Extreme flooding in the Missouri River in 2011, followed by a year of more typical streamflows in 2012, allowed the sediment-transport regime to be compared between the unprecedented conditions of 2011 and the year immediately following the flooding. As part of a cooperative effort between the U.S. Geological Survey and the U.S. Army Corps of Engineers, this report follows up U.S. Geological Survey Scientific Investigations Report 2013–5006 by comparing sediment transport between years and among sampling sites spanning the Garrison Segment in North Dakota, the Gavins Point Segment downstream from Lewis and Clark Lake, and a part of the Channelized Segment along the Nebraska-Iowa border. Suspended sediment, bed material, bedload, and streamflow data from June 2011 through November 2012 were designated as “measured” total loads, wash loads, and bed-material loads; and, alternatively, were applied to the Modified-Einstein Procedure to compute sediment loads that were designated as “estimated” total loads.

Beyond the expected result that sediment loads were much lower during typical streamflows than those measured during the flooding, the measured data indicated some localized sediment-transport processes for further examination.
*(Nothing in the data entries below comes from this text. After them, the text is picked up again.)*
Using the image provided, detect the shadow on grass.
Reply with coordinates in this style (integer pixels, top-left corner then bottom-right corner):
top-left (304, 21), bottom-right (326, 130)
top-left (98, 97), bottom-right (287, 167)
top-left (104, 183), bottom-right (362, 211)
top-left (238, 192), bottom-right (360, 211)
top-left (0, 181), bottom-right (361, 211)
Extreme and prolonged flooding can temporarily deplete sediment supplies locally, and evidence indicating such depletion was present at some sites. Unexpectedly high bed-material loads in the Gavins Point Segment may reflect episodic bar erosion just upstream from the sampling site. The relative contribution of bedload was typically 10 percent or less of the total load during the flooding. Following the flooding, this relative amount increased at some sites but not others, the reasons for which are possibly related to differences in stream velocity. Ultimately, the bedload decreased as it entered the Channelized Segment because of increased velocity and the turbulent mixing ability of the river as compared to the Gavins Point Segment. This turbulent mixing may also convert bed-material load into wash load, thereby rendering those sediments unavailable for creating sandbars and other bedforms. Though some of the sampling data support this premise, it was not consistently manifested by differences between the sediment load of the two segments during typical-streamflow conditions.

The Modified-Einstein Procedure tended to predict greater total-sediment loads when compared to measured values. These differences may be the result of sediment deficits in the Missouri River that lead to an overprediction by the Modified-Einstein Procedure, the unsampled zone above the streambed that leads to an underprediction by the suspended sampler, or general uncertainty in the sampling approach. The differences between total-sediment load obtained through measurements and that estimated from applied theoretical procedures such as the Modified-Einstein Procedure pose a challenge for reliably characterizing total-sediment transport. Though it is not clear which of the two techniques is more accurate, the general tendency of the two to be within an order of magnitude of one another may be adequate for many sediment studies.